メイドは便利。自分で掃除しなくても、家が清潔に保たれる。ぜひメイドを雇っておきたい 2人プレイで現状を打破するという手もある。壁にぶつかったら、2人プレイで乗り越えよう。まずは話をして仲良くなるべし



■ 2人プレイは別のゲーム。大推薦!

シンクが壊れてしまった! とはいえ、技術のレベルが高いシムを呼んで来れば、あっと言う間に修理完了
 このザ・シムズは、2人プレイが可能だ。リアルタイムのシミュレーションゲーム、しかも環境系の箱庭ゲーとしては、かなり珍しいと言えるだろう。2人プレイの画面は下の写真を見ればわかるように画面分割タイプだ。ちょっとドキッとする斬新なナナメ分割画面だが、そこがまた、ドタバタしたこのゲームの内容とあっていて、普段は味わえない独特の操作感となる。

 トイレや風呂場の取り合いなど、日常生活ではそれとなくお互いが配慮する部分だが、ゲームとして遊ぶときには、それとない配慮が行なわれるとは限らない。気がつくと熾烈なトイレ争いが行なわれていたり、寝不足でふらふらになってしまうまでいちゃついたりと、非常にばかばかしい出来事が頻発する。特に隣でコントローラーを握っているプレーヤーに遠慮がないと、この状況は加速する。ぎゃあぎゃあと騒ぎながらプレイすると、いつものストイックなシムズとのギャップで思わず大笑いすること請け合いだ。

 この楽しさは、1人で遊んでいるときとは似ても似つかない楽しさだ。このように複数の遊び方ができるのは、よいゲームの証。ストーリーモードで詰まってしまったら、そして、新たな楽しさが欲しくなったら、ぜひこの2人用モードで遊んでみて欲しい。


■ フリーモードは本当にフリー

 さて、ここまでがストーリーモードの紹介だ。ここからは、待ちに待ったフリーモード。気楽に豪邸を建てる事も、疑似家族を作って遊ぶことも、ハーレムを作ることだってできる本当に自由なモードだ。

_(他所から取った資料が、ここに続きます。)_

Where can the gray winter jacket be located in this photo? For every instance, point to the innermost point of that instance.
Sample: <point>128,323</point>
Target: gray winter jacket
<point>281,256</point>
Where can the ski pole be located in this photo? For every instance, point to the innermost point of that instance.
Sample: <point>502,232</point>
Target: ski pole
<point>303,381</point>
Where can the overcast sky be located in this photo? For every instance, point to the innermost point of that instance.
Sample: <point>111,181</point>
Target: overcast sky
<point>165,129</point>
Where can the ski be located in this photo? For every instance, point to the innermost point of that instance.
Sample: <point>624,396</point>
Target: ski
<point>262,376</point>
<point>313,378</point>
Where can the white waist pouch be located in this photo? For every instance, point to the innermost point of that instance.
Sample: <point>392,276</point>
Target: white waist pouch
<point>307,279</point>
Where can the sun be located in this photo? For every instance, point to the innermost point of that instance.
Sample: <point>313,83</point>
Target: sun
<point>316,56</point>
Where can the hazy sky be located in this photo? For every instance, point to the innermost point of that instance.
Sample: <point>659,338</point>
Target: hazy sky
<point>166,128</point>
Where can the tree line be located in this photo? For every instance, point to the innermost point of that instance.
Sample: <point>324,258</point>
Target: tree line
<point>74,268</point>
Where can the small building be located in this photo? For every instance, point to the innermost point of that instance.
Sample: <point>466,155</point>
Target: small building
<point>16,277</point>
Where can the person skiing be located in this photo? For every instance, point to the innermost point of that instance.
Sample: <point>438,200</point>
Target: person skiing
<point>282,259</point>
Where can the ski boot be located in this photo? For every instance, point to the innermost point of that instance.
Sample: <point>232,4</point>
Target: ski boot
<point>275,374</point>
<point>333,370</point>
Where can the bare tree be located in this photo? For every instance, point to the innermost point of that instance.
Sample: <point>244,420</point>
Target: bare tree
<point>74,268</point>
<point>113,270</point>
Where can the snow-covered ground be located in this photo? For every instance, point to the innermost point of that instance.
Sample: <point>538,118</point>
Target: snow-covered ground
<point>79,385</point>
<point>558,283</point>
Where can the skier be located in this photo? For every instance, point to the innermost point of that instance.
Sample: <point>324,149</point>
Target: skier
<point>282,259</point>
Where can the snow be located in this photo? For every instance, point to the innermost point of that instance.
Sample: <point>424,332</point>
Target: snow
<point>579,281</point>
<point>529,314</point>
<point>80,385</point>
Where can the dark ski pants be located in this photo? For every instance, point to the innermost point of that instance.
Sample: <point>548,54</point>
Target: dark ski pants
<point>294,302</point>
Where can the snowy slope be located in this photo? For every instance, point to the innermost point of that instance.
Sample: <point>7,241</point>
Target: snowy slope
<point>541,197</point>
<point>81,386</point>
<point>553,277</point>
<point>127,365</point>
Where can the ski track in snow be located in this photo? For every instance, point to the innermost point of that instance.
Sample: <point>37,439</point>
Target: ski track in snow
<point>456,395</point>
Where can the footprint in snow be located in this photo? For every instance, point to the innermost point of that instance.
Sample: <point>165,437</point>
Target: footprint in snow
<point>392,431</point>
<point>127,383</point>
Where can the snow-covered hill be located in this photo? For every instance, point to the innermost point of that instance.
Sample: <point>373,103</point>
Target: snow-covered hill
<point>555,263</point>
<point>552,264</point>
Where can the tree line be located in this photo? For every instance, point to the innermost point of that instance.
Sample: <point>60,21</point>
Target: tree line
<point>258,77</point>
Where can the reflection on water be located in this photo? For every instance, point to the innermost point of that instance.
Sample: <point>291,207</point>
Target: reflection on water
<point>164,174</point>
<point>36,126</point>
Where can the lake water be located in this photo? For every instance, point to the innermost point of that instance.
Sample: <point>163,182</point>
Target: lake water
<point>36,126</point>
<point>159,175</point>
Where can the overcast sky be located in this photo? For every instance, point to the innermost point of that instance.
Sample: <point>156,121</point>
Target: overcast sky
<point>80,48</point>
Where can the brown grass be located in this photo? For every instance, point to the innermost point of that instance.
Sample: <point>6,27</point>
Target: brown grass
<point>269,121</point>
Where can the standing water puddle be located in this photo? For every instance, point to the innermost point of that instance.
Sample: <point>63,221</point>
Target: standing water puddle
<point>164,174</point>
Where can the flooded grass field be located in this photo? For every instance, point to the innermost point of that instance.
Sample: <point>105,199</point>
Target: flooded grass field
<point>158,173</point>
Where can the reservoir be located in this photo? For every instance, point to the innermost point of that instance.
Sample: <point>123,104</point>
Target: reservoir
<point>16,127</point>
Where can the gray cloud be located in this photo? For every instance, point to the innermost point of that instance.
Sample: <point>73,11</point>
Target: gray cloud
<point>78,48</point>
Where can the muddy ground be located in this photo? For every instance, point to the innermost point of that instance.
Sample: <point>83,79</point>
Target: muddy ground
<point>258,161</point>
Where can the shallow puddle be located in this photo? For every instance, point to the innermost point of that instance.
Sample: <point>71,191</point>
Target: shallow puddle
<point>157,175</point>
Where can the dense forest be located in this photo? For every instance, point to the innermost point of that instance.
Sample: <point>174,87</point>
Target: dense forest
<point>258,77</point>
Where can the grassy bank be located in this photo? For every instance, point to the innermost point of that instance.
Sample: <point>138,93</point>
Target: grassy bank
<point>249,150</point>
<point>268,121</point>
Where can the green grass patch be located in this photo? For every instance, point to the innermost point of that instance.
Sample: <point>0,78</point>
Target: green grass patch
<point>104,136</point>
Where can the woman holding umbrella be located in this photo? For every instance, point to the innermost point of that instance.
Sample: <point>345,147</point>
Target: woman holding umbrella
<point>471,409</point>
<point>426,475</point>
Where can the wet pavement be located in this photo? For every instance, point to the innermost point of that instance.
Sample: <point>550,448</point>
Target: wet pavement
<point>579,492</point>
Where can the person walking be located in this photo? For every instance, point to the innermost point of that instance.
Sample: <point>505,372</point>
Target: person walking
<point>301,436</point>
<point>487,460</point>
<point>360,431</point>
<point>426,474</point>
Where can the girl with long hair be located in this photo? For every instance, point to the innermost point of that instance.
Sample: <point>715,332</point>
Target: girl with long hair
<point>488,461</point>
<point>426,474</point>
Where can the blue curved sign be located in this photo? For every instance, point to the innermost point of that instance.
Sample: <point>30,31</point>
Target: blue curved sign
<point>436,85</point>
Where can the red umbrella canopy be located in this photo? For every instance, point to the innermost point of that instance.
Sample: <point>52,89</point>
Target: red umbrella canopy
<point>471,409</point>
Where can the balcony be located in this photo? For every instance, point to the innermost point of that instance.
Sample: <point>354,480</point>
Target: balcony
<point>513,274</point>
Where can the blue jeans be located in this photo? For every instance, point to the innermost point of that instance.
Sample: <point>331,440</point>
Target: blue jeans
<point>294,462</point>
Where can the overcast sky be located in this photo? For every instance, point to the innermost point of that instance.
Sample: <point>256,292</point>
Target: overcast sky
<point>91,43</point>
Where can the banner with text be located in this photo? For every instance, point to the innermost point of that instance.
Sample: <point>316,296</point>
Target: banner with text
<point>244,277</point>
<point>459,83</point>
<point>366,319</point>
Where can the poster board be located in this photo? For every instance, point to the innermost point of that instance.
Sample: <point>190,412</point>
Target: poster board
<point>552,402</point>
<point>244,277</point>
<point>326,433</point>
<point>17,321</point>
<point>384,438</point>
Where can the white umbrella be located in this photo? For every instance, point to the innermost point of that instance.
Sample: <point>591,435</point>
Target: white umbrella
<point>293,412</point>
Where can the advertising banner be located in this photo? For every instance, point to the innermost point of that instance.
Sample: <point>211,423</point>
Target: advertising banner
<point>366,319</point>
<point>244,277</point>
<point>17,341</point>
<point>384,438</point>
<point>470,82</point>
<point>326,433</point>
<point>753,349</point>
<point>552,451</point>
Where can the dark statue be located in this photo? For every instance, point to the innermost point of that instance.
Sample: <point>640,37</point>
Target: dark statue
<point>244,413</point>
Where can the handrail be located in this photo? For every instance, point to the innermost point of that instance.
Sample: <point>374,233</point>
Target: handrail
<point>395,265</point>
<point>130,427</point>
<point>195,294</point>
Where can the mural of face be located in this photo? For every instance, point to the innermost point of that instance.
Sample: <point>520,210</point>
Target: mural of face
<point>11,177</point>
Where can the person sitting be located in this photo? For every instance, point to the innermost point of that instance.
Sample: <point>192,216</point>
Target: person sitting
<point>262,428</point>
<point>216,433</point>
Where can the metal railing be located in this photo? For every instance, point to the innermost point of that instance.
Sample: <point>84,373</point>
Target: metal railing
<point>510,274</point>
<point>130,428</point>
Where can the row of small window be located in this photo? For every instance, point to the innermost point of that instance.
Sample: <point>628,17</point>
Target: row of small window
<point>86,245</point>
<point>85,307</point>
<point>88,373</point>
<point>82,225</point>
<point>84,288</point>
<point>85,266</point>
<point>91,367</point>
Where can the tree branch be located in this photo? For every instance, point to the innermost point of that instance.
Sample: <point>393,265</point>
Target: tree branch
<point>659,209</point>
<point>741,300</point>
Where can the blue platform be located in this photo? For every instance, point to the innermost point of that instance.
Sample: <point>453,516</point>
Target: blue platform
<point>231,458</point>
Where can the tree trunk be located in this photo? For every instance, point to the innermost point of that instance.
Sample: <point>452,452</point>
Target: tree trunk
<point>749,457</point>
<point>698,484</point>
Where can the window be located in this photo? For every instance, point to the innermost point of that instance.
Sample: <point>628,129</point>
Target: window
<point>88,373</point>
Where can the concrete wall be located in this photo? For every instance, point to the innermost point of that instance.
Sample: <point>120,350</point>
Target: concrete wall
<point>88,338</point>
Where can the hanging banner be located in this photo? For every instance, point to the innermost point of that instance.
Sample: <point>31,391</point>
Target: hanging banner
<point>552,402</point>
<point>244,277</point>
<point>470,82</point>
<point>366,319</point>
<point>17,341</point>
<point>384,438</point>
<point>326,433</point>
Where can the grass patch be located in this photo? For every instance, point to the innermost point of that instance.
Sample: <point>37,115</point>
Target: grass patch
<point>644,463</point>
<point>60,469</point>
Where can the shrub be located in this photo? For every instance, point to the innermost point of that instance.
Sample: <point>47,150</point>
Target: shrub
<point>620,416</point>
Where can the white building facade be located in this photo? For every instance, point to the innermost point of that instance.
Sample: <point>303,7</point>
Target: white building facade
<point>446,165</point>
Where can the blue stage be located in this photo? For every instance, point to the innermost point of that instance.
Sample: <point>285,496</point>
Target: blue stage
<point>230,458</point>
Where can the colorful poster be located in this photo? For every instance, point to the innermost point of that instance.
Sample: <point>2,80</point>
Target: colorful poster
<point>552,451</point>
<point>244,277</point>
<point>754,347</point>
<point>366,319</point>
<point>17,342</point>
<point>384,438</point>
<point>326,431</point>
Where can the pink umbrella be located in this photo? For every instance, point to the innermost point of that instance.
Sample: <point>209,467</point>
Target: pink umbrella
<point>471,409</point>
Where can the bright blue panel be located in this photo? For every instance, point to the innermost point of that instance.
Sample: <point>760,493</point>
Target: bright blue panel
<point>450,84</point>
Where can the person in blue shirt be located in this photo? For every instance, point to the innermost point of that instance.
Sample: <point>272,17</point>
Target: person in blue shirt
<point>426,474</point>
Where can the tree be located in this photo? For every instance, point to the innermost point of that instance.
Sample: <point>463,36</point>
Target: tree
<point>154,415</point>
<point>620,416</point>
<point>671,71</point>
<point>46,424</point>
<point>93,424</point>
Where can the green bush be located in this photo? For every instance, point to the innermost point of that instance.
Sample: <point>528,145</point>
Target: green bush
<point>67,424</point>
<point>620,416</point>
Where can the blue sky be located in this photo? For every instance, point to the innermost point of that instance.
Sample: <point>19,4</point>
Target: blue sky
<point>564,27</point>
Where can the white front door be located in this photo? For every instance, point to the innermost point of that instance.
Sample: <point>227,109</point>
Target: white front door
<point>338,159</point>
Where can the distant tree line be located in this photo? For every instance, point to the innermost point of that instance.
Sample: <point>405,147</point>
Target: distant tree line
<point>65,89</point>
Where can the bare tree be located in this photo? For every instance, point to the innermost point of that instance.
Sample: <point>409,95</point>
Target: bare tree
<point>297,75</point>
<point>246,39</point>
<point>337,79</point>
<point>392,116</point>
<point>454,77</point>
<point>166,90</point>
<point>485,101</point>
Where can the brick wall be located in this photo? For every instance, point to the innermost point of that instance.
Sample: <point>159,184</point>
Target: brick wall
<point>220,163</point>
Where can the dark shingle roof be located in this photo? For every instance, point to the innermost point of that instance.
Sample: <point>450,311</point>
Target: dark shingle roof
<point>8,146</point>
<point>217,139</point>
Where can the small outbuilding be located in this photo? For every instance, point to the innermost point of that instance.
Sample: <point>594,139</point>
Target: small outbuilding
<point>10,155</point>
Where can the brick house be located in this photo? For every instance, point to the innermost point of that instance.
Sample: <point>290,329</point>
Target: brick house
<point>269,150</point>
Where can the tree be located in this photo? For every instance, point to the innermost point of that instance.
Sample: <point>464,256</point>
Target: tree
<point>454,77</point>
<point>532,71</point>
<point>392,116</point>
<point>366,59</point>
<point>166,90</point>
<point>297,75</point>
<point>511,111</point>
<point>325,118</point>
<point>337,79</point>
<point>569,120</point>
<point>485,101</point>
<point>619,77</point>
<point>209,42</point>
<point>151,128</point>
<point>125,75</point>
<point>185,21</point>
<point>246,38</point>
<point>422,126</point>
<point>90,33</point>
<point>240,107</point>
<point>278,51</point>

 しかし、このモードで生活をしているシム達だって、現実世界の我々と同じようにいろいろな悩みを抱えている。具体的に言うと、キャラクタの操作などを含むゲームの流れは、ストーリーモードと変わらない。シム達の健康で幸せな生活は、同居人がいないぶん、プレーヤーの操作にかかっていると言えるだろう。ただし、こちらのモードであれば最初の所持金が多く、自分好みの家を建てることもできる。家を自分で建てれば、ストーリーモードで生まれがちな、生活に必要な物が人数分ないという大問題にも直面せずに済む。

 また、自由に家のデザインを楽しむことができるのも、長年のファンにはたまらない点だろう。こちらの方も手抜かりなく、600種類ものアイテムを用意してプレーヤーを待っているのだ。

家族を増やして遊ぶこともできる。家族は4人まで作ることができる シムを切り替えるのはR2、L2の各ボタン。うまく家事等を分担するとよいだろう


 家を建てる場合にはもちろん、家具や壁などの建築物を購入しなければならない。所持金は多いので、ゴージャスな家を建てなければ、普通に満足の行く家が建てられるだろう。

 ただし、この時注意したいのは壁の方向。ナナメの壁を多用すると、家具やドア、窓などをうまく配置することができない。ナナメの壁には、壁沿いに配置する家具がいっさい置けないくらいのつもりで、家の間取りを考えよう。窓の配置が悪いと家の中が暗くなってしまったり、排水や床とその上に配置できる家具の関係など、考えなければいけないことも多い。まずは、紙の上などに鉛筆でイメージを書き込み、それから順に建物にしていくのがよいだろう。

 また、こちらもシム達が成長したり昇進したりするのは同じ。子供は子供らしくスクールバスに、大人は仕事にバスで向かうという日常生活がまっているのだ。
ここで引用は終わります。